Who You Are
Why you are more than just a brain, more than just a brain-and-body, and more than all your assumptions about who you are.
Who You Are pulls off a rare trick: it manages to be both profoundly subversive and great fun to read. Spivey will have you laughing out loud while he undermines your most deeply held beliefs about your self.
—Anthony Chemero, Professor of Philosophy and Psychology, University of Cincinnati
Occasionally a book comes around that achieves something rare: it takes an age-old question like Who Am I? and teaches us something new. Spivey’s book does just that–brilliantly, accessibly, originally, and convincingly. It is a modern, scientific view of the self and reading it will transform your sense of the person you think you know so well.
—Mahzarin R. Banaji, Richard Clarke Cabot Professor of Social Ethics, Department of Psychology, Harvard University
Who are you? Are you just a brain?

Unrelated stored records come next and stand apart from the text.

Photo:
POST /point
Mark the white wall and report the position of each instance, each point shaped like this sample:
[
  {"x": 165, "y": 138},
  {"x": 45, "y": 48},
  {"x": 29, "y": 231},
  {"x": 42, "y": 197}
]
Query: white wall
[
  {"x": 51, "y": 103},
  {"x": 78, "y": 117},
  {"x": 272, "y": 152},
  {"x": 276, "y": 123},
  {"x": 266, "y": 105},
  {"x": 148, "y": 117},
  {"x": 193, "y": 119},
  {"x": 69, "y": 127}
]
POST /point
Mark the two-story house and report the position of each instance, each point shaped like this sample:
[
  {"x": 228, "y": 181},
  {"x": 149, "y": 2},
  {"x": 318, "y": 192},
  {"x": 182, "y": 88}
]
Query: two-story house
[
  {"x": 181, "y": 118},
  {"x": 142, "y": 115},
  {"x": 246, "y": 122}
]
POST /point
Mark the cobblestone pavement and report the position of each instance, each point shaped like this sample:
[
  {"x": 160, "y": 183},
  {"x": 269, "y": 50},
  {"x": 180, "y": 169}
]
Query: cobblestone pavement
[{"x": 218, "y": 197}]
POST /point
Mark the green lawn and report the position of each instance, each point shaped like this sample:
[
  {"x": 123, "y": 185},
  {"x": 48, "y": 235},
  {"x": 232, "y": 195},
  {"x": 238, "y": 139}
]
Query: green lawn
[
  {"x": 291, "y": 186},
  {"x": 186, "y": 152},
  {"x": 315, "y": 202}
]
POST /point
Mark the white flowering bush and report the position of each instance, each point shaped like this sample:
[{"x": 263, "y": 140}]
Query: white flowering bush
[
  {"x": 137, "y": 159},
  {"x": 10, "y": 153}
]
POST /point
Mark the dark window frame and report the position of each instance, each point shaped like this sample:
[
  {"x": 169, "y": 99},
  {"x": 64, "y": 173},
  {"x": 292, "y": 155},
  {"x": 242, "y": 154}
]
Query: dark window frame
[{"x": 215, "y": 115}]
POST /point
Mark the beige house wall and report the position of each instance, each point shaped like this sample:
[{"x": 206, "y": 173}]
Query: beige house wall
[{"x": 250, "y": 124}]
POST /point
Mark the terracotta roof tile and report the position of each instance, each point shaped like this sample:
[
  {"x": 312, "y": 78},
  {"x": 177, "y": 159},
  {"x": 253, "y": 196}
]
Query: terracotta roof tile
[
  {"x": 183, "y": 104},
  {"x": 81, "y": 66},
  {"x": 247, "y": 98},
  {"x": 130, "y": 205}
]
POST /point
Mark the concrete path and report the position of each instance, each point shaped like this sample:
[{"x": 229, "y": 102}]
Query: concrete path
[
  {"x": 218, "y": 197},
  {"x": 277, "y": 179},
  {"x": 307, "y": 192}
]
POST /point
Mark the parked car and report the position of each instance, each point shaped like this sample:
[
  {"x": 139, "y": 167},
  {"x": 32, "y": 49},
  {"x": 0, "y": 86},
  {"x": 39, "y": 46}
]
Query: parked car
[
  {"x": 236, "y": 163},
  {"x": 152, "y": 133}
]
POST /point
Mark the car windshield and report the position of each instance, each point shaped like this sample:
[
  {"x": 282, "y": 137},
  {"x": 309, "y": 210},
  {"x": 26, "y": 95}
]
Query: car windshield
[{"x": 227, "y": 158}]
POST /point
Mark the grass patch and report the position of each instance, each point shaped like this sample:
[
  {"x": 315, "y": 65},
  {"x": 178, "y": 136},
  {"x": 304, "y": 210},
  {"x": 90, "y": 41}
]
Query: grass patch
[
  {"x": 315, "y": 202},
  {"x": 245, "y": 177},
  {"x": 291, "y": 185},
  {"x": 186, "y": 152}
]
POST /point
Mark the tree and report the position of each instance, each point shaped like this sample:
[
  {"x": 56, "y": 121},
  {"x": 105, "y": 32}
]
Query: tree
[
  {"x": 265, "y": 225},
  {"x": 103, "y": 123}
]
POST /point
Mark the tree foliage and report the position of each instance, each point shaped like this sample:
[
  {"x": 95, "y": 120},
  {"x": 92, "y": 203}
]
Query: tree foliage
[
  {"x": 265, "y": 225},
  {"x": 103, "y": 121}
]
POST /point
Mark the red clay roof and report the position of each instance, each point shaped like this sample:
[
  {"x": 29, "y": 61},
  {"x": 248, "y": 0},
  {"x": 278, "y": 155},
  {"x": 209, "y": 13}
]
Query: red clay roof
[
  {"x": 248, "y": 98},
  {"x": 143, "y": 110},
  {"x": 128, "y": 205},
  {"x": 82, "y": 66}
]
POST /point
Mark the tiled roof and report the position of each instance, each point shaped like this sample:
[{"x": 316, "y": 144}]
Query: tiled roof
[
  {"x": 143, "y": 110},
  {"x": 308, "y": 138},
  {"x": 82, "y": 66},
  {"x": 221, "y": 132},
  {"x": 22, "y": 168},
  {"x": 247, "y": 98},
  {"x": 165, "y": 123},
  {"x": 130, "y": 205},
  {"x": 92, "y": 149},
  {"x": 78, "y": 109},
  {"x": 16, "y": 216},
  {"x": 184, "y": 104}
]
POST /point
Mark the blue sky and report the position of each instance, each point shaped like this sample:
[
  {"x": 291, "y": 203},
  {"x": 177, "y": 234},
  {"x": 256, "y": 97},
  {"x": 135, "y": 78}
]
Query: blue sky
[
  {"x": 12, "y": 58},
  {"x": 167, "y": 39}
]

A brain and a body? All the things you have done and the friends you have made? Many of us assume that who we really are is something deep inside us, an inner sanctuary that contains our true selves. In Who You Are, Michael Spivey argues that the opposite is true: that you are more than a brain, more than a brain-and-body, and more than all your assumptions about who you are. Rather than peeling layers away to reveal the inner you, Spivey traces who you are outward. You may already feel in your heart that something outside your body is actually part of you—a child, a place, a favorite book. Spivey confirms this intuition with scientific findings.
With each chapter, Spivey incrementally expands a common definition of the self. After (gently) helping you to discard your assumptions about who you are, he draws on research in cognitive science and neuroscience to explain the back-and-forth among all the regions of the brain and the interaction between the brain and body. He then makes the case for understanding objects and locations in your environment as additional parts of who we are. Going even further, he shows that, just as interaction links brain, body, and environment, ever-expanding systems of interaction link humans to other humans, to nonhuman animals, and to nonliving matter. This may seem an interaction or two too far. But you don’t have to take his word for it—just consider the evidence he presents.